There’s also another important distinction to Skico’s case, said Damian Peduto, Eagle County community development director. Since the tiny homes are replacing existing RVs and the applicant isn’t expanding use of the site, “a more intensive review would likely not be required,” he said.
Skico discussed the project thoroughly with Eagle County officials and experimented with tiny home “motor coaches” last year. It moved six of the residences last fall into the Aspen Basalt Campground, a 6.6-acre site it purchased in 2008 with a vision of using it for employee housing. The former KOA is located in unincorporated Eagle County near the Midvalley Medical Clinic. It is surrounded by the town of Basalt but was never annexed into the town.
Skico said the experiment went well over the ski season so it signed a contract this spring to have 34 additional homes built by Sprout Tiny Homes of Pueblo.
“The first new unit should arrive sometime in August, the balance before the snow flies and our ski season starts,” Jeffreys said.

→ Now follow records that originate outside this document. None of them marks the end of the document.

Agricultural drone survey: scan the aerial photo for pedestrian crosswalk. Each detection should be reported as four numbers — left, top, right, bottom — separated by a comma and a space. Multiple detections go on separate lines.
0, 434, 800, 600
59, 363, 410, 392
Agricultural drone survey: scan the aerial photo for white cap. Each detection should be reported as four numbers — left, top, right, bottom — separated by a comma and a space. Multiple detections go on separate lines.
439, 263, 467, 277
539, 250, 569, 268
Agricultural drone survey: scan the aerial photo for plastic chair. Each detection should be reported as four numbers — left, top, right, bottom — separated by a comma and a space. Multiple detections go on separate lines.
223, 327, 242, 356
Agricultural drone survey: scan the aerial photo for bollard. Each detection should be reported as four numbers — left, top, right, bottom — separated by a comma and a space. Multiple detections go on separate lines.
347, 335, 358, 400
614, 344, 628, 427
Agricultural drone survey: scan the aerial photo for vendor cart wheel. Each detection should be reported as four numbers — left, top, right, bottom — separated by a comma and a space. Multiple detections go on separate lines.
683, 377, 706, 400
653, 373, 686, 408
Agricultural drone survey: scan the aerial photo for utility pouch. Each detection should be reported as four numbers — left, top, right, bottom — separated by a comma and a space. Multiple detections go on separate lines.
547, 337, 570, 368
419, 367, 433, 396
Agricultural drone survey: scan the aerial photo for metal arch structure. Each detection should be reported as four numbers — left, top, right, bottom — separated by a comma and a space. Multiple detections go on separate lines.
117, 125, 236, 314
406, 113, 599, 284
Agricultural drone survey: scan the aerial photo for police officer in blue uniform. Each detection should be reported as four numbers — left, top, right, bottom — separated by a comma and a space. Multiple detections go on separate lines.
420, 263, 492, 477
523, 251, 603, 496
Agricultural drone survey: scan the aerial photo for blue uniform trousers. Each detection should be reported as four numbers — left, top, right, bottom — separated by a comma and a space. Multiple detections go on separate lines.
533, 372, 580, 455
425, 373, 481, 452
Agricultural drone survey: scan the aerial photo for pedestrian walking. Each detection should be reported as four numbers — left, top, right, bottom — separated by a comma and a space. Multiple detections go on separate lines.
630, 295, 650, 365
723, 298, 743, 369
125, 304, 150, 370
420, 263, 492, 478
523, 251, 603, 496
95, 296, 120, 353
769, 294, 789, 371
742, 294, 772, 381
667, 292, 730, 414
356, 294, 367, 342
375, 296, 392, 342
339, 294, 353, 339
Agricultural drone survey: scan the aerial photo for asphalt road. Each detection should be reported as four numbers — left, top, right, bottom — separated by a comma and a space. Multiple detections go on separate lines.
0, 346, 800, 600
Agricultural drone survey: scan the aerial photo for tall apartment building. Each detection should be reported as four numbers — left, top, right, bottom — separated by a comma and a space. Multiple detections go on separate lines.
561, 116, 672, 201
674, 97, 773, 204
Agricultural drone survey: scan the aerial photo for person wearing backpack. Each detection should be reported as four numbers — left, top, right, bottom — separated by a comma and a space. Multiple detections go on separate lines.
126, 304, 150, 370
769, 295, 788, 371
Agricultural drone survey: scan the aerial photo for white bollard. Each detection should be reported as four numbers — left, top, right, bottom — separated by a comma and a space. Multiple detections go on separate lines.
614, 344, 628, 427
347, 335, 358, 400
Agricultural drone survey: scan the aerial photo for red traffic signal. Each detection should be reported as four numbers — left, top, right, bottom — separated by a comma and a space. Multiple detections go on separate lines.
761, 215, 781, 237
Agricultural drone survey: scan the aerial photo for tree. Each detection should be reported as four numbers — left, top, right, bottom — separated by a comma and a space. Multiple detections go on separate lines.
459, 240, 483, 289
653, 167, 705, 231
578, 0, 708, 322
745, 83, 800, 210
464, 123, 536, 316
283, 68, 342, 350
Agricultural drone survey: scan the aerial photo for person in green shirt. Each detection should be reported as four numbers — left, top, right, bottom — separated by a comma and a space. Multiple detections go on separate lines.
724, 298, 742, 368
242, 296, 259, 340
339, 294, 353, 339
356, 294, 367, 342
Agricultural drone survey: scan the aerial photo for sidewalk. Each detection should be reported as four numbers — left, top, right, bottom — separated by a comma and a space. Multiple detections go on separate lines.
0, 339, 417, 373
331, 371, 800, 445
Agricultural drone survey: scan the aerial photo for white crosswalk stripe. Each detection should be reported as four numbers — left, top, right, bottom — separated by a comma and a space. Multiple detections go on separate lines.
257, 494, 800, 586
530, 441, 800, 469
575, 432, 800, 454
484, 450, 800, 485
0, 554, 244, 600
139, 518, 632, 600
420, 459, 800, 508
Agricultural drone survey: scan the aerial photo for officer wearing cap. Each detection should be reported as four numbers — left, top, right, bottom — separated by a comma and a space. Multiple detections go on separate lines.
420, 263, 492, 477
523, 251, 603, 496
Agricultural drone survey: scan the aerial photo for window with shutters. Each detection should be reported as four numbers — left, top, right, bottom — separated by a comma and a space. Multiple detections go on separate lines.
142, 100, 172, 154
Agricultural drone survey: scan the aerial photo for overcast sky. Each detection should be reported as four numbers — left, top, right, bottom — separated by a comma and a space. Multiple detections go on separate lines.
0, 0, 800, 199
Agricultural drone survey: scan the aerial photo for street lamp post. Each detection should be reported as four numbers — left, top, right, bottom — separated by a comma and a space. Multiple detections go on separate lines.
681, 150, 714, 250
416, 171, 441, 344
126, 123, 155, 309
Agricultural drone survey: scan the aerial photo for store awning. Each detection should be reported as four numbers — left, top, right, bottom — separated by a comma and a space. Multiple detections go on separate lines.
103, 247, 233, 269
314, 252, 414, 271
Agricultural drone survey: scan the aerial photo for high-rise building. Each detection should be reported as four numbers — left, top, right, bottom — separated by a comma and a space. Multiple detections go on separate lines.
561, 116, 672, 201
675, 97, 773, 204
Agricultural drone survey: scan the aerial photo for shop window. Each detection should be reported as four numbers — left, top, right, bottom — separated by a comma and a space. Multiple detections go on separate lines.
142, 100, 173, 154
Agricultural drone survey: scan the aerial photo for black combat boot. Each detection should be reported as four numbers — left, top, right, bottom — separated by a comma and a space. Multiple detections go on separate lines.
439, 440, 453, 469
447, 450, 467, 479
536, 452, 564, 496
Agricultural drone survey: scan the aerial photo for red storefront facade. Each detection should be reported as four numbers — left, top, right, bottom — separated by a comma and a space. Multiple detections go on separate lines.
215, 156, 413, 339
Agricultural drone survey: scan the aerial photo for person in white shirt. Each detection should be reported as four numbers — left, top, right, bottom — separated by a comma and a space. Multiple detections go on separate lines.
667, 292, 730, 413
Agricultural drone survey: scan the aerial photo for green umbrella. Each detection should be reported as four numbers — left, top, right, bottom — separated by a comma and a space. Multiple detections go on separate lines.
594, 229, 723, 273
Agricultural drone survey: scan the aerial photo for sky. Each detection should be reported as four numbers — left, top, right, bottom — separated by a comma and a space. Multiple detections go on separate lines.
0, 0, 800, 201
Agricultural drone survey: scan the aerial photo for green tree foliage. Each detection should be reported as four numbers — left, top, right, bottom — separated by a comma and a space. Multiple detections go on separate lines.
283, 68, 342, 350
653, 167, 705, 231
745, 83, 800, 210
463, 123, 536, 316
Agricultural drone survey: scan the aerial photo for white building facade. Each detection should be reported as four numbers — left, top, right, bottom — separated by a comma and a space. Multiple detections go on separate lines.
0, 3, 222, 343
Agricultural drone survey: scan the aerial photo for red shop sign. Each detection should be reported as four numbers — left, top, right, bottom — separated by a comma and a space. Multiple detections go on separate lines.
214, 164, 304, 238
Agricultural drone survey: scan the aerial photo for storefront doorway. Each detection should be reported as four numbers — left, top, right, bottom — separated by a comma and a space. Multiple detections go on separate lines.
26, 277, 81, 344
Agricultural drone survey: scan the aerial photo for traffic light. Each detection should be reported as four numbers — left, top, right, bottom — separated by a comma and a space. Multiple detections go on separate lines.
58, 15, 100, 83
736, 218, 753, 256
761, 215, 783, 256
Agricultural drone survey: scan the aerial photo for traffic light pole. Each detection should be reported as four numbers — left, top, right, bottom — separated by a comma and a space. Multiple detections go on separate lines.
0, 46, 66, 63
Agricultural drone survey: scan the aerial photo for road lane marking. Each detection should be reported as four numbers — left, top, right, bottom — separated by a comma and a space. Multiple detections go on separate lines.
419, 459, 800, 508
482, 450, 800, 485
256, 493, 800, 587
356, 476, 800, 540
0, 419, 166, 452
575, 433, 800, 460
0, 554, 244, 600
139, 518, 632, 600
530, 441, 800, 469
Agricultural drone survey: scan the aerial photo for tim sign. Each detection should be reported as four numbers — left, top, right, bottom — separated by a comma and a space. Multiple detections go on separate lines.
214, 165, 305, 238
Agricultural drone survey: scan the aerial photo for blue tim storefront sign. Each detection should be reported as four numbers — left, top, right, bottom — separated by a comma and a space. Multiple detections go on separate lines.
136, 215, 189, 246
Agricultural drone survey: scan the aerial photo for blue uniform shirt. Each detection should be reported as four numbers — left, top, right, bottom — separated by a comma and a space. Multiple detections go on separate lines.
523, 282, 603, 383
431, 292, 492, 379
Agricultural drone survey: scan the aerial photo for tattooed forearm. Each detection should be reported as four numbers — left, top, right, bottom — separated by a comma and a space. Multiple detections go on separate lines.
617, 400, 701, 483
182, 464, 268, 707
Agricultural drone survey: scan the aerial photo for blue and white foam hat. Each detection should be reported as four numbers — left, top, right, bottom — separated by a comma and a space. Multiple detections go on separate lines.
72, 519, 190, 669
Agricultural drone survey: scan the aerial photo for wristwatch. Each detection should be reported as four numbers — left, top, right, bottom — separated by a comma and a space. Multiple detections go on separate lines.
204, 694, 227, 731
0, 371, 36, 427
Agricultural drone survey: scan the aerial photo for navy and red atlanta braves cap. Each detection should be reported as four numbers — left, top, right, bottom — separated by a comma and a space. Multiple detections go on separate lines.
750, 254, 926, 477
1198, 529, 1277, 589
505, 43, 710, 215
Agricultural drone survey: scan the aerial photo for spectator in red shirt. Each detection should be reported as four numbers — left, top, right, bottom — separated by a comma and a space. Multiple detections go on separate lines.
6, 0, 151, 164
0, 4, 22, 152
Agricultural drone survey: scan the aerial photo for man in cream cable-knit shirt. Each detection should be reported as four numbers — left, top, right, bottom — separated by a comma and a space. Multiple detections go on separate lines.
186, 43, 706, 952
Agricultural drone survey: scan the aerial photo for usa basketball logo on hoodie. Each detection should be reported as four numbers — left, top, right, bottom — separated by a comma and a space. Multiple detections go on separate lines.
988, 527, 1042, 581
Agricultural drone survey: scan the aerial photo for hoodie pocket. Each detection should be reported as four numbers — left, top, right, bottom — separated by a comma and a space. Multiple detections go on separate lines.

The Colorado ski industry might follow Skico’s example. Jeffreys was featured on a panel discussing affordable housing options at the annual meeting of Colorado Ski Country USA in Denver last month.
To clear room for the tiny homes, Skico had to evict tenants renting 16 spaces at the RV park. It provided financial incentives on a sliding scale for relocation. Residents who got out by June 30 received $3,000. If they leave by July 31 they will receive $2,000 and if they depart by Aug. 31 they receive $1,000.
Ten of 16 residents have relocated, Jeffreys said. The remaining RV residents will leave prior to Labor Day, he said. Skico employees living in RVs in the park were allowed to stay.
The tiny homes are “in the ballpark” of $100,000 each, according to Skico. The homes will be delivered fully furnished including living room furniture, two fully furnished sleeping lofts and one main level bedroom, according to Sprout Tiny Homes. They will have window coverings, wall-mounted flat screen smart TV, full kitchen with dishwasher, 11/4 bath, a living room, built-in storage lockers, infrared radiant floor heat, and state-of-the-art HVAC and fresh air systems. The homes are move-in ready upon delivery and connection to the local utilities.
“We delivered on our first contact with Aspen Ski Co. and are very pleased to be awarded what we believe is the largest single contract of tiny homes to date in the country,” said Sprout’s Rod Stambaugh in a prepared statement. He is listed as the company’s chief sproutologist.